Am nächsten Morgen vor dem Arbeitsbeginn stattet Semir Paul einen Besuch im Krankenhaus ab. An der Tür, die zu Pauls Krankenzimmer führt, klopft Semir an und hört ein „Ja, bitte!" Schwunghaft öffnet Semir die Tür und erfreut sich, seinen Partner wach und wohlauf zu sehen. „Guten Morgen, Paul! Wie geht es dir?" Jedoch Paul scheint sich nicht zu freuen, er verdreht die Augen und mürrisch sagt er:"Du? Was willst du hier?" Erschrocken über den Angriff seines Partners, kommt Semir ihm näher und lehnt seine rechte Hand über den Holster mit der Waffe. Verdutzt schaut er auf den liegenden Paul. „Was ist los mit dir? Was bist du denn schlecht drauf?" „Ach, komm, tu doch nicht so scheinheilig!" Paul fasst sich einen kurzen Moment an seiner Schläfe, die zu pochen beginnt. Es kommt zu einem Streit zwischen den beiden. „Würdest du mir bitte mal sagen, was dein Problem ist?", wird Semir auch langsam laut. „Problem? Ich?
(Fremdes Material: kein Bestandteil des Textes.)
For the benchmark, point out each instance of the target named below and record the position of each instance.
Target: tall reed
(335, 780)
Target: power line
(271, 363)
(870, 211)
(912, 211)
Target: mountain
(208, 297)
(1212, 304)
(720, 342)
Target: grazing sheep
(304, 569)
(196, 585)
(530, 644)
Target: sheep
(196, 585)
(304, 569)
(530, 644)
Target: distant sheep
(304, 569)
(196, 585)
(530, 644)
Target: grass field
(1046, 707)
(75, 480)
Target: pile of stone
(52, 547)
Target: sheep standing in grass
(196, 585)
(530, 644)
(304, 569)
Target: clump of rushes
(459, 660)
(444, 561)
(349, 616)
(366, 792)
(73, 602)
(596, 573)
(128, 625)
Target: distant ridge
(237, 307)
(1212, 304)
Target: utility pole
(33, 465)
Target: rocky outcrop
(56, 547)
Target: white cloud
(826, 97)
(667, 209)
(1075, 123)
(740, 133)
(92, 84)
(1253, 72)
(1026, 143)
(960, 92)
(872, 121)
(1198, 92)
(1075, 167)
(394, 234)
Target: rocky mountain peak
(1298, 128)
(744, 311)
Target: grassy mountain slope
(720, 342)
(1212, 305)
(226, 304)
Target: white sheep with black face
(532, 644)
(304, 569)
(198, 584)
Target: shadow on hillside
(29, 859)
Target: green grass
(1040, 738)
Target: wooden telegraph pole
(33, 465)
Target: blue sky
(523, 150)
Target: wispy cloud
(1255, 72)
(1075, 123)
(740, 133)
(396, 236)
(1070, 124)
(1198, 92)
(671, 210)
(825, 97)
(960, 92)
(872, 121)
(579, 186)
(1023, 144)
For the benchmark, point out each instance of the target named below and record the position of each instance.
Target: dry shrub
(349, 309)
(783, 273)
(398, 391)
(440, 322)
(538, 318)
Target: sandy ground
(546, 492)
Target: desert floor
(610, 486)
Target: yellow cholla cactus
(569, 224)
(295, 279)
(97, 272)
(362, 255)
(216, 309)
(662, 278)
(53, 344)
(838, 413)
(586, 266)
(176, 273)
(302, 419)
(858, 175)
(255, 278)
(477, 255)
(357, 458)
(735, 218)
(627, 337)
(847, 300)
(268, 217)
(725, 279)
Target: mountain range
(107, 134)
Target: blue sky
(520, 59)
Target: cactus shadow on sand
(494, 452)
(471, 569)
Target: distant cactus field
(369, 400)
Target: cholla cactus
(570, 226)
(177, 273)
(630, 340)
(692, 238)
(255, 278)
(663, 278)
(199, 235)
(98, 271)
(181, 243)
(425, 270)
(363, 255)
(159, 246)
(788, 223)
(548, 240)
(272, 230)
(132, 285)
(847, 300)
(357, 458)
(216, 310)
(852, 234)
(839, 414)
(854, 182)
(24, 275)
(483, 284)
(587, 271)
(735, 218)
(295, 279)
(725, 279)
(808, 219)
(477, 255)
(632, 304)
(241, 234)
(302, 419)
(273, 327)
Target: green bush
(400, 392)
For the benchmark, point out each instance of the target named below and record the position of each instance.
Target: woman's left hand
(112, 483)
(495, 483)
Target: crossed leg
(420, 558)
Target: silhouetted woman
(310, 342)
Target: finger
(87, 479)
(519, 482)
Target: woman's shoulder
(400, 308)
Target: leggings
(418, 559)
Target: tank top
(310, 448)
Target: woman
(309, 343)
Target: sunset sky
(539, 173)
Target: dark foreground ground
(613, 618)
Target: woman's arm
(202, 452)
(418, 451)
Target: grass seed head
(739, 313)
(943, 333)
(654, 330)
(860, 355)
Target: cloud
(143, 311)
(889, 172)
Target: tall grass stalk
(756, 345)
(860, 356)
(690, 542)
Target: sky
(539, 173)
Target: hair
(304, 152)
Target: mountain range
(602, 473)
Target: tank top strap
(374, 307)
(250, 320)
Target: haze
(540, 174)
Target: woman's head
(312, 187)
Wenn du ein Problem mit mir hast, warum kommst du nicht damit zu mir?" „Äh...ich verstehe nicht", wedelt Semir mit seiner Hand, in dem Moment klingelt sein Handy. Er schaut von Paul auf das Display und nimmt das Gespräch an. „Chefin? Was gibt es?" Semir wirft einen kurzen Blick zu Paul, der verärgert aussieht und kehrt ihm kurz den Rücken zu und führt ein kurzer Smalltalk mit der Krüger. „Es gibt neue Hinweisen nach dem Fahrzeug mit den geflüchteten Personen", teilt Semir nach dem Gespräch Paul mit, der nur die Schultern zuckt. „Paul, rede mit mir! Ich bin dein Partner und Freund!" Nun richtet sich Paul auf und mit kalter Miene und zusammengepressten Lippen stellt er Semir die Frage:"Das nennst du Freundschaft? Hör auf, mir was vorzumachen!" Nun versteht Semir die Welt nicht mehr...    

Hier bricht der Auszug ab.